Nicholas? Hey bah, n’allez jamais l’appeler Nicholas, il ne se reconnaîtra même pas, tout le monde l’appelle Nick. Ouais, j’ai été au primaire avec, à la petite école. On a grandi dans le même quartier, à Montréal, le quartier Saint-Léonard pour être précis. Tout le monde connaissait le petit Nick et sa petite histoire. Les parents en parlaient souvent. Ces parents sont morts, il avait trois ans. Ils étaient en voyage à Amsterdam, ils avaient loué un petit appartement en banlieue de la ville et imaginez-vous, qu’un avion-cargo, le vol 1862 El Al, s’est écrasé sur leur building, tuant trente-neuf personnes. Ils sont morts sur le coup, ils n’ont pas souffert. Le truc, c’est qu’ils avaient pris une bonne assurance-vie et en prime, la compagnie aérienne a dû compenser pour le décès, plus les compensations des gouvernements et tout le pataclin, bref, le petit Nick s’est retrouvé millionnaire à trois ans et c’était maintenant sa tante qui l’élevait. Nous autre, on l’enviait, mais le pauvre, il n’avait pas de parents et sa tante, elle était un peu bizarre. Elle était peut-être comptable, mais on devinait qu’elle n’avait pas très envie de prendre soin d’un gamin. Ah au fond, toute cette histoire, c’est bien triste… Pas étonnant que Nick ait agi comme Denis la petite peste à l’école.

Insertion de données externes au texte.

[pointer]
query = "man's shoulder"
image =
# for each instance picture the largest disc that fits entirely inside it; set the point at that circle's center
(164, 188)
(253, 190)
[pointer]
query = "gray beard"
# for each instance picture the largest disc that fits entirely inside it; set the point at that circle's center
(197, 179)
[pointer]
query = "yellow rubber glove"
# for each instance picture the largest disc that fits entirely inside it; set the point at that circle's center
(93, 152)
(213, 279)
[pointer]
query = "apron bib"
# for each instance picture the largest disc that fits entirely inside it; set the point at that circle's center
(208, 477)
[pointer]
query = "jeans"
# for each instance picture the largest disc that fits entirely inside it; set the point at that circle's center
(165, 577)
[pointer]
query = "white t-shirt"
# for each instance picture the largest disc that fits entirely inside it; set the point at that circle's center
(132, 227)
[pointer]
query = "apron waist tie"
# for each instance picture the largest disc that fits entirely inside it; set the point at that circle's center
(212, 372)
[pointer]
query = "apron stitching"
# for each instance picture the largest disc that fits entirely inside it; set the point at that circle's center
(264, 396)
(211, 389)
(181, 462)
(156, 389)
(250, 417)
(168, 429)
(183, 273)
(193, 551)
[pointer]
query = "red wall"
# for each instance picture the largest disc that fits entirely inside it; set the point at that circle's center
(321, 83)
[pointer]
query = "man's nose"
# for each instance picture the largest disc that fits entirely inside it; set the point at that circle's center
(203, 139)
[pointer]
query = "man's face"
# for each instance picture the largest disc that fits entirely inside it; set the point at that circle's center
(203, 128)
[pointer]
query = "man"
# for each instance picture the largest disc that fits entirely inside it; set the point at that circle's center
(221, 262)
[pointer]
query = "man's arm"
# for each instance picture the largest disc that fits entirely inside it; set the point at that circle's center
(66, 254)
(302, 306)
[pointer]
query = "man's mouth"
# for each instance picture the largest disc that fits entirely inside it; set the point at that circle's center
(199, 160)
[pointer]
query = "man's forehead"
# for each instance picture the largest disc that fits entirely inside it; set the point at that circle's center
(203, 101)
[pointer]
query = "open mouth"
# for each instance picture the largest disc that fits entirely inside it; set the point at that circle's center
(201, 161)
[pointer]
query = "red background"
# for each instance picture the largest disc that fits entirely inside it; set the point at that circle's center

Oui, Nick, je le connais bien, enfin, si on peut dire qu’on peut connaître ce mec. On est sorti ensemble pendant un an, avant qu’il tombe amoureux de l’autre là. À l’école secondaire, au collège si vous préférez, il était assez réservé, mais il a rejoint l’équipe de basketball. C’est pas vraiment populaire le basketball au Canada, c’est plus un pays de hockey, mais il était doué et puis, il était mignon, c’est certain et bon danseur en prime. On est commencé à sortir ensemble, je le trouvais drôle, charmant. Il ne se laissait pas marcher sur les pieds, il était souvent mêlé dans des histoires de bagarre ou des trucs du genre. Il était un peu du genre à s’attirer des ennuis. Même si le type était plus grand et plus fort que lui, il le confrontait, c’était plus fort que lui. Et puis, j’évitais d’aller chez lui, enfin, chez sa tante, parce que là, c’était l’engueulade à tout coup. Il lui reprochait de ne pas vouloir lui donner accès à sa fortune, qui se chiffrait en millions il parait, mais même lui n’était pas au courant du montant exact. L’ordre c’était d’attendre qu’il soit majeur, à dix-huit ans, mais il gardait cette fixation. Et puis, durant l’été de ses seize ans, il a commencé à boire, à fréquenter des bars pas très… fréquentables. Ça ne marchait plus entre nous et on s’est laissé. De toute manière, je suis presque certaine qu’il m’a trompé avec cette belle blonde qui lui tournait autour. Jamais j’ai pensé qu’il irait jusqu’à la marier par contre! Nick Laflamme, marié? Impensable!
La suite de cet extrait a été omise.